As long as a patriarchal culture demands that women bring up their daughters to accept an inferior social position, the mother’s job will be fraught with tension and confusion which are often made manifest in the way mothers and daughters interact over the subject of food.” [Susie Orbach, Fat is a Feminist Issue, 1978]

It is interesting to compare this account of the arrangement with Winnicott’s notion of the relief mothers may feel at being able to ‘fob off’ the baby with milk, because at bottom they seem to me to be the same; there is some anomaly present which makes it necessary to postulate a totally exceptional psychology to enable women to feed their infants. In Winnicott’s view, this exceptional state is strictly temporary:

“… a special ability, which (mothers) lose after a few months, to be identified with the infant that is in their care.” [D.W. Winnicott, The Child, the Family and the Outside World, 1964]. But of course from Orbach’s point of view, this state which is at once ‘instinctive’ and socially constructed, provides the patriarchal model with its self-perpetuating misogynistic power; she perceives women as literally taking in the system with their mothers’ milk. In this way, it seems to me that the multifarious metaphors which are coined from feeding and from food are themselves extremely over-determined. Perhaps, I fear, it might seem as if a client has no sooner opened his mouth about food than the therapist is off on some theoretical concept of human development or other.

Ironically, even the most medically determined therapies for eating disorders employ theories of this same sort; women may be informed that they are enmeshed in control issues, that they wish to deny their sexuality, and so on, based in the same theoretical assumption that somehow the relationship of human beings to food and eating is not able to move away from mother. Even though the approaches I have cited are extremely varied in many ways, they all seem to agree that the basic social relation of our lives is with food. If this is the case, then it is not surprising that the entire subject is fraught with ambivalence – it has the same status, I would suggest, as other basic and ‘instinctive’ drives and is capable of entirely contradictory forms of expression, as other fundamental energies in our make-up also have.

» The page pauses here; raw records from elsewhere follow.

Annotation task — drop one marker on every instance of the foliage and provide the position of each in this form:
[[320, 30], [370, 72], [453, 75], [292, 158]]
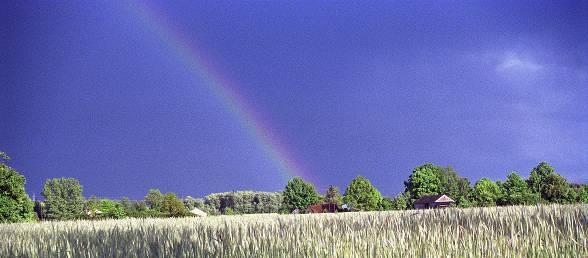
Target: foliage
[[430, 179], [555, 189], [63, 198], [299, 195], [172, 206], [424, 180], [486, 193], [241, 202], [516, 191], [401, 202], [154, 200], [111, 209], [538, 176], [192, 203], [15, 204], [333, 196], [515, 231], [362, 195], [386, 204], [453, 185]]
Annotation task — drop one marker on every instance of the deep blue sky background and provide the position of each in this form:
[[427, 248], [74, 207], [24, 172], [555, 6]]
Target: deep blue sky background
[[372, 88]]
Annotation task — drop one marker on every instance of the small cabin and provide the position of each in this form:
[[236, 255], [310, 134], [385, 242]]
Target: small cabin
[[433, 202], [323, 208]]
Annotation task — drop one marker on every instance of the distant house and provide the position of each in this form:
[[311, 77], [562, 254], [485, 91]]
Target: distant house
[[198, 212], [433, 202], [323, 208]]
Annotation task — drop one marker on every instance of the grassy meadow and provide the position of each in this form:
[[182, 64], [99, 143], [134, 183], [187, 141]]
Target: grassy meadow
[[516, 231]]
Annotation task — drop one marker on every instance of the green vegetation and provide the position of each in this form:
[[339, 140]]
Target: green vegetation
[[63, 199], [15, 204], [299, 195], [333, 195], [362, 195], [515, 231]]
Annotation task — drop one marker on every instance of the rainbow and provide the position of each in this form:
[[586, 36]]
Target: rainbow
[[224, 89]]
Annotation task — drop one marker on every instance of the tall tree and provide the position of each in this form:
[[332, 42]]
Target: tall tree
[[424, 180], [550, 185], [362, 195], [486, 193], [15, 204], [333, 196], [401, 202], [538, 176], [111, 209], [453, 185], [173, 206], [299, 195], [154, 200], [63, 198], [555, 189], [516, 191]]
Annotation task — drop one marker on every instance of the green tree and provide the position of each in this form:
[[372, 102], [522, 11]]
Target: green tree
[[63, 198], [386, 204], [173, 206], [516, 191], [154, 200], [550, 185], [453, 185], [111, 209], [486, 193], [92, 207], [401, 202], [424, 180], [15, 204], [583, 194], [299, 195], [362, 195], [555, 189], [333, 196]]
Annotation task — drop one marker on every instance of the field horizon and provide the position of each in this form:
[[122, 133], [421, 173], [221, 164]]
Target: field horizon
[[513, 231]]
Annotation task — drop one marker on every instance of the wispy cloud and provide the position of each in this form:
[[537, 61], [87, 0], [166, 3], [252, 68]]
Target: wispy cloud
[[516, 63]]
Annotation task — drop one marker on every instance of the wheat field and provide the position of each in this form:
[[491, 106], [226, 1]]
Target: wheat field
[[524, 231]]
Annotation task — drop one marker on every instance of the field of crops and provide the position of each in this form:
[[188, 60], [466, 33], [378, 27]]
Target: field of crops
[[531, 231]]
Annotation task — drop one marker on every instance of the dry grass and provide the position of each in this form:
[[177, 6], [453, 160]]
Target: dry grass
[[528, 231]]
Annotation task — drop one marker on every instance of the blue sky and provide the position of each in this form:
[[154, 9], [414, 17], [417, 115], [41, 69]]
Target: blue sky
[[376, 88]]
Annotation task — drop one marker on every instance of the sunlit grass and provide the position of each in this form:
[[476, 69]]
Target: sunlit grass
[[526, 231]]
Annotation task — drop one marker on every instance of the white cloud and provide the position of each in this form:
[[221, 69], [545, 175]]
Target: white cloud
[[514, 62]]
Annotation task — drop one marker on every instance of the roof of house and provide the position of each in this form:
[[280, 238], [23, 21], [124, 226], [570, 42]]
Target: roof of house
[[433, 198]]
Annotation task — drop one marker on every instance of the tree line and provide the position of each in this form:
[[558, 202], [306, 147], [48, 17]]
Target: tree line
[[64, 200]]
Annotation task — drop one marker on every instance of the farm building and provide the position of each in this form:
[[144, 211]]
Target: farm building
[[323, 208], [433, 201], [198, 212]]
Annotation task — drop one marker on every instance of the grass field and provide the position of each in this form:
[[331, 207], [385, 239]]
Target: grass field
[[529, 231]]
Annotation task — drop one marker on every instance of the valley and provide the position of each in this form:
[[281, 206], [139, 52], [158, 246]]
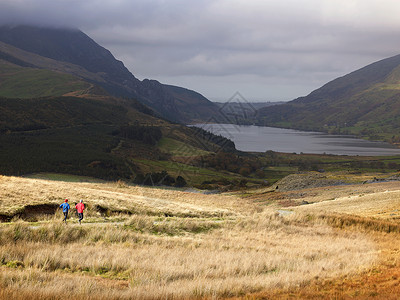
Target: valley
[[178, 212]]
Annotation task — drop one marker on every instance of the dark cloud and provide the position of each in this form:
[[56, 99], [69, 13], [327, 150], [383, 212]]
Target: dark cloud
[[265, 49]]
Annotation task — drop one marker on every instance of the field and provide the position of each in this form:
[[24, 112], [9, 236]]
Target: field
[[151, 243]]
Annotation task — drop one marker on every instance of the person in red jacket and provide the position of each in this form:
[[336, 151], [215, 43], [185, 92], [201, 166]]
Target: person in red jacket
[[80, 207]]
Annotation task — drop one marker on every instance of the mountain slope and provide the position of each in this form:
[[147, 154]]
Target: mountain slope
[[365, 102], [71, 51]]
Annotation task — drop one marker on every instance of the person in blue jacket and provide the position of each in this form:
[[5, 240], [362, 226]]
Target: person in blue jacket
[[65, 207]]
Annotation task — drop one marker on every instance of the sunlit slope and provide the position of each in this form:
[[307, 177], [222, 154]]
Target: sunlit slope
[[365, 102]]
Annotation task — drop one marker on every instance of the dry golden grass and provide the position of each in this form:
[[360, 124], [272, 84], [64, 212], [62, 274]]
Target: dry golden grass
[[228, 247], [16, 193], [382, 204]]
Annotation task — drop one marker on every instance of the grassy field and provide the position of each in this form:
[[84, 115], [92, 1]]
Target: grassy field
[[152, 243]]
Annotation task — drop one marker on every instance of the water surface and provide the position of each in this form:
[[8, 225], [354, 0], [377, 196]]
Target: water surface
[[261, 139]]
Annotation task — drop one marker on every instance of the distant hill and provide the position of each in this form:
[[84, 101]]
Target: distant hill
[[72, 52], [365, 102]]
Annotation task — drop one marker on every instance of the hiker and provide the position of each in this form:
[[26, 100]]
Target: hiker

If nourishment is not only a metaphor in therapy, but also a source of psychological dynamics, surely there is work to be done regarding it. I feel that Freud’s interpretation of one of his daughter, Anna’s dreams when she was a child might provide some guidance here. In The Interpretation of Dreams (1900), he reported a dream in which Anna awarded herself some bars of chocolate. Freud notes: “… the children had stopped in front of a slot-machine from which they were accustomed to obtain bars of chocolate of that very kind, wrapped in shiny metallic paper. They had wanted to get some; but their mother rightly decided that the day had already fulfilled enough wishes and left this one over to be fulfilled by the dream…” Obviously, from this dream he could have interpreted a good deal about relations with mother and probably even with breasts – but he chose instead to remain with the wish for chocolate. The important part for him was the way in which the chocolate bars in the dream fulfilled the child’s wish; he even implies that a real point had been achieved by Anna in fulfilling her own wish in this way. Psychic work, one might say, has been done.

By treating the dream-image of a chocolate bar as relating to the real wish for a chocolate bar, it seems to me, Freud has been able to perceive the child’s increased ability to deal with her own feelings. He simply does not take the food item as a metaphor for those feelings, or for some other relationship with reality. In short, he finds her relationship to this desired item of food sufficiently important in itself to merit his attention. In fact, it still intrigues him as he closes the analysis: “… It was of course impossible to discover without questioning her why the bars of chocolate were thrown under the beds.” The temptation to ask her is plainly there, but he resists. It is Anna s dream-work, and not his.